A better solution, and one that’s very much in vogue right now is the Behaviour Tree. You can think of a BT as a really advanced flowchart. Before BTs came along, we had Decision Trees, which more or less were flow charts – Is the player present? If yes go down this branch, if no then go down this branch instead. Eventually after a bunch of these type of questions, you get an action to execute in response to the world. Pretty basic stuff. A behaviour tree is different in that it allows you to remember where in the tree you ended up at the last iteration, and if there are still things to do there, do them – but at the same time, allows more important things to interrupt and take precedence. Great tutorials laying out Behaviour Trees can be found in a few places these days, but for my money, the best one is written by Bjoern Knafla here on AltDevBlogADay. In general, if you’re looking to create NPCs that react to their surroundings in an intelligent manner, you can do a lot worse than check out BTs for a starting point.

What if you aren’t talking about NPC characters? Say it’s an RTS, so you’re trying to write a system that will play an entire army – that’s not really a character is it? Well… yes it is, in a way.
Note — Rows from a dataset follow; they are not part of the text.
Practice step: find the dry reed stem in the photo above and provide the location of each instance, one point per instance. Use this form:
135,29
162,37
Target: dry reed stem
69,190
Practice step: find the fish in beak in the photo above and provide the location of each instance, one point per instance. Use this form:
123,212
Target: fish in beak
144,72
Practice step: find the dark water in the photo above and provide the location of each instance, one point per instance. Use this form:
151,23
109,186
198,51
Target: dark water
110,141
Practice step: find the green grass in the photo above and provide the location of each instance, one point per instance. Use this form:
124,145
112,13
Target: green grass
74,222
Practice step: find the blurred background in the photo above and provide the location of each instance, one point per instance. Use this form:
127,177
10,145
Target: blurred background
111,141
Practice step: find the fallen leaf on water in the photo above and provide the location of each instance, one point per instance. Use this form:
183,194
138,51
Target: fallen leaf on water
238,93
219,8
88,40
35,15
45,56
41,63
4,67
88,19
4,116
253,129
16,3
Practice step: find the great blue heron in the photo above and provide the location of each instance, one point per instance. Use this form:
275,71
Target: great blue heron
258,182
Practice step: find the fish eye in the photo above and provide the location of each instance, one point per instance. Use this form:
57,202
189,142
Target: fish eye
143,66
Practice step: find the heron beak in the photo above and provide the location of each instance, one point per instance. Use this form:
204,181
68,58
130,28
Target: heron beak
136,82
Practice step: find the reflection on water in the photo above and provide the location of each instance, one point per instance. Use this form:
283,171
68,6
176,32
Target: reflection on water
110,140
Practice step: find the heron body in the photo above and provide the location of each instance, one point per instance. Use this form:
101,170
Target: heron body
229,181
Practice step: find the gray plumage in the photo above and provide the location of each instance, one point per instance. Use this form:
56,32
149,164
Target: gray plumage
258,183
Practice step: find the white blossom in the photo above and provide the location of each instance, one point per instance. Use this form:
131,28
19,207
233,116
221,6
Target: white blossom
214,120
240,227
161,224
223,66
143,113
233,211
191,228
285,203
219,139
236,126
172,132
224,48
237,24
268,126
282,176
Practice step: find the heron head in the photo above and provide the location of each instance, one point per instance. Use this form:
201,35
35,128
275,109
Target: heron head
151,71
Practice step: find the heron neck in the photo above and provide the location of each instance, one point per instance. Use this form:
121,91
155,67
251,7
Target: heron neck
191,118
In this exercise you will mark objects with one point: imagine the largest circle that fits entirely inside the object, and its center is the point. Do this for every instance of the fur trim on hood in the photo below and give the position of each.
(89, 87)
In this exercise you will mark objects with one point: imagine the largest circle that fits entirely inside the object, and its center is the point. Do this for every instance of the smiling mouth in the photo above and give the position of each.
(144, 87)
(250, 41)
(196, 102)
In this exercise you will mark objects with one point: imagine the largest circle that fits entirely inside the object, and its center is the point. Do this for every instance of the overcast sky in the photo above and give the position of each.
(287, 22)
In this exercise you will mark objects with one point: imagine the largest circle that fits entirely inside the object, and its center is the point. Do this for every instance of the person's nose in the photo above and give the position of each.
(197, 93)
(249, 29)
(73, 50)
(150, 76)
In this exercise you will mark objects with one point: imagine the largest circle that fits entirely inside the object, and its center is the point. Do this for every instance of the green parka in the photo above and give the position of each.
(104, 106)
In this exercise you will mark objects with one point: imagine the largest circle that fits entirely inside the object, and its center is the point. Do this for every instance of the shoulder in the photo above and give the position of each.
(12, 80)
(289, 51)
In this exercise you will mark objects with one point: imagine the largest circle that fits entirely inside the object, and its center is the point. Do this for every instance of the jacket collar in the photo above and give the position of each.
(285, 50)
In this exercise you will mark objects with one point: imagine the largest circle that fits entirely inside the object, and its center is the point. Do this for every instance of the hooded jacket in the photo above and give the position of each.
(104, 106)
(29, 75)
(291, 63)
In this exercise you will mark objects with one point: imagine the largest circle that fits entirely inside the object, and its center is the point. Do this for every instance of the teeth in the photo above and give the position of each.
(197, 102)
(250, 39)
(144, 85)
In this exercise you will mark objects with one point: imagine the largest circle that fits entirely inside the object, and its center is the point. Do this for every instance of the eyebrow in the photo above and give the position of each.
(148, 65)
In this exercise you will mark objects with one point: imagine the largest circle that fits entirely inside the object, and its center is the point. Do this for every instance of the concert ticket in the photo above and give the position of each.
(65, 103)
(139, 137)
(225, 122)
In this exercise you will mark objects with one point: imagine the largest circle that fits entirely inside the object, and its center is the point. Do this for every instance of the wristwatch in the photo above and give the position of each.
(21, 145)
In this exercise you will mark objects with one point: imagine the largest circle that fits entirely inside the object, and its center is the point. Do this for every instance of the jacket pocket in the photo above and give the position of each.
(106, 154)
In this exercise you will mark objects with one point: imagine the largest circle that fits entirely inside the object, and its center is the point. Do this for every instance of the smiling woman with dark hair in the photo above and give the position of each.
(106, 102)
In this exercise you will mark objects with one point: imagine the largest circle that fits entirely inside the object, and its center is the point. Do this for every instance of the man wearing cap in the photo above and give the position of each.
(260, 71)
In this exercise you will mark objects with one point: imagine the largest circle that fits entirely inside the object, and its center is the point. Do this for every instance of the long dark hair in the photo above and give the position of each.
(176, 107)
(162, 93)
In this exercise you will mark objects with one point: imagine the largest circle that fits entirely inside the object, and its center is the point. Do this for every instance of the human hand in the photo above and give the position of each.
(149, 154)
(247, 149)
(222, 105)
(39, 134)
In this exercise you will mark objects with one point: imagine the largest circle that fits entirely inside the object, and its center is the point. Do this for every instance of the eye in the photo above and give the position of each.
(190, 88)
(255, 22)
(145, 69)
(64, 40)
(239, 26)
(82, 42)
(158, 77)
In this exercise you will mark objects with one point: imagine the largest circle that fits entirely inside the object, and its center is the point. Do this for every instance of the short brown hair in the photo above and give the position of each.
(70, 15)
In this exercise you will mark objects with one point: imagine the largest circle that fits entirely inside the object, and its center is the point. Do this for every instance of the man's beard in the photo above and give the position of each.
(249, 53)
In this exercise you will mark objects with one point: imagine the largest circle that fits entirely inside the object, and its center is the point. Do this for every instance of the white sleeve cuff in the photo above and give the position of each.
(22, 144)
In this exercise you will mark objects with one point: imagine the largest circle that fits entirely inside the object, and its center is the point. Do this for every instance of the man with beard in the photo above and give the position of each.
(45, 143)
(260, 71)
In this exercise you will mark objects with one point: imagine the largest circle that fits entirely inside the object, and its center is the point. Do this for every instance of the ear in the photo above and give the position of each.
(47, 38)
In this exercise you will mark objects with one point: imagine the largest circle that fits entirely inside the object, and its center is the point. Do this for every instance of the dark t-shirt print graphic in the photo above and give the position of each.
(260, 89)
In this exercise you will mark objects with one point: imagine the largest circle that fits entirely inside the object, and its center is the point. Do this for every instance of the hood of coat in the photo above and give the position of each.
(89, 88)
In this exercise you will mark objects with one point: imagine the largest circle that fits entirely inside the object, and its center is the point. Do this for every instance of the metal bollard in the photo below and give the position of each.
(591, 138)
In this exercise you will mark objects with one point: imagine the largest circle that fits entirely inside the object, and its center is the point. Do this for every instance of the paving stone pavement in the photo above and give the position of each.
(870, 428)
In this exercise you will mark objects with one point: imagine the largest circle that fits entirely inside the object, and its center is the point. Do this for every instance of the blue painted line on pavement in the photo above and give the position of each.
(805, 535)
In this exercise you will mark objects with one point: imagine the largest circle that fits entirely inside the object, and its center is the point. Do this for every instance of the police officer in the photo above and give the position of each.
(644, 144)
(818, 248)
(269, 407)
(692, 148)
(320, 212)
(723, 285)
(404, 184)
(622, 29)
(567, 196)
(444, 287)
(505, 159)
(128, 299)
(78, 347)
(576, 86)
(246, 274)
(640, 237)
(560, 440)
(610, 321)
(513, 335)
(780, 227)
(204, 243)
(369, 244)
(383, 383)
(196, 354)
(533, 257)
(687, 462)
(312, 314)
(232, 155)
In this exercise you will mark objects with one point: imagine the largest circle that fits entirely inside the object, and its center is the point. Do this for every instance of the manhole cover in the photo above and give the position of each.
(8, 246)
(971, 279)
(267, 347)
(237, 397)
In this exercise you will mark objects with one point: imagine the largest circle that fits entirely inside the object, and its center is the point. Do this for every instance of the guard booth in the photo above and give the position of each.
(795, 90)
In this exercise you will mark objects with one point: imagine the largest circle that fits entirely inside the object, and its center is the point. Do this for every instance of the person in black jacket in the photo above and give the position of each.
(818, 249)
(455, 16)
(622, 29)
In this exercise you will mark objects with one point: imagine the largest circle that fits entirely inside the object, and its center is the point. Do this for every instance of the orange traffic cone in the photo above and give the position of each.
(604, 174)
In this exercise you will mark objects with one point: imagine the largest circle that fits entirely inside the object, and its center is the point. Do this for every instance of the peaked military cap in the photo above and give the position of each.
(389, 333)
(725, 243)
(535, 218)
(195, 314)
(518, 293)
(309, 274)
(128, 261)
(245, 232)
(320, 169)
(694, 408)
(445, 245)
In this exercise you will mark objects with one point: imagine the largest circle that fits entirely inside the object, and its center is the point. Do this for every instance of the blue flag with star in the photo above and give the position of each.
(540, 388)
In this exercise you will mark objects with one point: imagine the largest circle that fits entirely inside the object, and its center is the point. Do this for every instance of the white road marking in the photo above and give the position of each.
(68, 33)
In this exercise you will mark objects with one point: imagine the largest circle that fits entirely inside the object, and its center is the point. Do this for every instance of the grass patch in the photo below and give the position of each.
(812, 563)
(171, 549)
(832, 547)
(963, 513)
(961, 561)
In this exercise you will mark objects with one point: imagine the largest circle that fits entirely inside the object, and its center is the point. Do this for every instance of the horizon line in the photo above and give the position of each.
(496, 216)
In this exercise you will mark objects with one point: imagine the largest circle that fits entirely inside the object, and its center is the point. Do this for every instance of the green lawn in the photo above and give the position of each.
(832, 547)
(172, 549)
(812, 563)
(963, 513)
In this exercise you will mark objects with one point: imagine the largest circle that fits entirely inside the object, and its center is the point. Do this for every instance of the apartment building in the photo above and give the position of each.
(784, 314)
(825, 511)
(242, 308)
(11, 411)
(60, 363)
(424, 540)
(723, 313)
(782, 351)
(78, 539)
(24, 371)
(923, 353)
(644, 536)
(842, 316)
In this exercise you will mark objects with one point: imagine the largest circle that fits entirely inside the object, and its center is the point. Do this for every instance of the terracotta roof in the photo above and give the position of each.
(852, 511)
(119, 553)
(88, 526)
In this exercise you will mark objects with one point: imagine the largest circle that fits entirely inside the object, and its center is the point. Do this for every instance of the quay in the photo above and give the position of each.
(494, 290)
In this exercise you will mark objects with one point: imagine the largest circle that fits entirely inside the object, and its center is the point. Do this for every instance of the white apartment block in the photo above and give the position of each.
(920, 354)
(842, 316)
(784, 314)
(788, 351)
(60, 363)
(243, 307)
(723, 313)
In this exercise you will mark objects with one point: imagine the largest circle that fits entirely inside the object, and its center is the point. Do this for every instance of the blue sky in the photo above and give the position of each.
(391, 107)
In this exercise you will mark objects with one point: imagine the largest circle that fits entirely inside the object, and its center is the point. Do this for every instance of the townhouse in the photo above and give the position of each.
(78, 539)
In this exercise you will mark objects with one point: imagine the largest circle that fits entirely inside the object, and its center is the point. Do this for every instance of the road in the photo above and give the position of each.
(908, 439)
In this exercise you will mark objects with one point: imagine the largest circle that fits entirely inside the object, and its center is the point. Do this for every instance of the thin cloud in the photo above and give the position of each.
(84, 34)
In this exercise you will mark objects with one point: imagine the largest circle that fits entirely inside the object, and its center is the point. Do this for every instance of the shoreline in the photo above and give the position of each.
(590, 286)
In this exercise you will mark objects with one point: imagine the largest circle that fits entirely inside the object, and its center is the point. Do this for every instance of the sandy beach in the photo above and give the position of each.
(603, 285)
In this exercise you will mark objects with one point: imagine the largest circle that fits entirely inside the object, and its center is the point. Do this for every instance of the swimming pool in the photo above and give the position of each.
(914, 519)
Sure you need to be telling a lot of different units what to do instead of one guy, but the decision processes can be seen as the same kind of thing – really, the ways your AI interacts with the world (“actuators” in scientific-y AI jargon) aren’t so important – whether the AI is playing the role of a character that needs to decide whether to shoot or not, or a general that needs to decide whether to order a unit to shoot or not, the decision process could be identical under the hood, the only difference is how it is wired up to interact with the world. In this way, BTs might still be appropriate for driving this kind of AI and allowing you to do things like authoring different characters to behave differently (perhaps one general prefers a certain tactic that another doesn’t use for instance). There are a range of other techniques you could use, which I’ll cover later.

The End… For Now

I’ve not covered half of what I intended to when I first started writing this piece. I’ve spent a lot of time here focusing on making AI that controls opponents in the game world, but as I’ve said before, AI is a lot more useful than just making the bad guys shoot.┬áI wanted to talk about AI Directors, content generation, and I haven’t even scratched the surface of what’s going on with character controllers – there are loads more techniques and aspects of the shape to bear in mind. But, as I’ve already missed one post deadline to publish this piece, and another one is rapidly approaching, I’m going to have to leave you with this as merely part 1, and come back to the rest of this material later. I hope that at least what I’ve laid out here helps you to start thinking about AI in your games in terms of the type of problem you need to solve, rather than some generic black box you can slot in to place.